1. ## Function prove

Show that the function f defined by f(x)=0 if x is irrational and f(x)=1 if x is rational does not have a limit at any point.

Any suggestions?

2. Originally Posted by paperclip
Show that the function f defined by f(x)=0 if x is irrational and f(x)=1 if x is rational does not have a limit at any point.

Any suggestions?
Let $x_{n}=\bigg(1+\frac{1}{n}\bigg)^{n}$ for all $n\in\mathbb{N}$, then we know that $x_{n}\in\mathbb{Q}$ for all $n\in\mathbb{N}$ and $x_{n}\to\mathrm{e}\in\mathbb{Q}^{c}$ as $n\to\infty$.
Therefore, we have $f(x_{n})=1$ for all $n\in\mathbb{N}$ but $\lim\nolimits_{n\to\infty}f(x_{n})=f(\mathrm{e})=0 \neq1$.
Thus $f$ is not continuous at $\mathrm{e}$.

However, you can give a good proof for the general case since for any $\xi\in\mathbb{R}$, you may find $\{\sigma_{n}\}_{n\in\mathbb{N}}\subset\mathbb{Q}$ and $\{\zeta_{n}\}_{n\in\mathbb{N}}\subset\mathbb{Q}^{c }$ such that $\sigma_{n},\zeta_{n}\to\xi$ as $n\to\infty$.

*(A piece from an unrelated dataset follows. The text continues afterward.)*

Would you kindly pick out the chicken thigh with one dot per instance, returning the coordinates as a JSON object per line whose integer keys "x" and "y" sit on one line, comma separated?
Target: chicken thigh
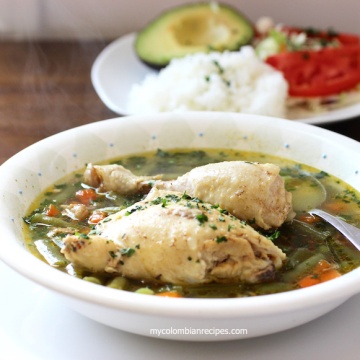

(a) for any $s,t \in \mathbb{R}, \exists r \in \mathbb{Q} \ : \ s < r < t$
(b) for any $r \in \mathbb{Q}^c$, there exists a sequence $\left\{a_n\right\}_{n=1}^{\infty}$ such that $\forall n \in \mathbb{N}, a_n \in \mathbb{Q}$ and $a_n \rightarrow r$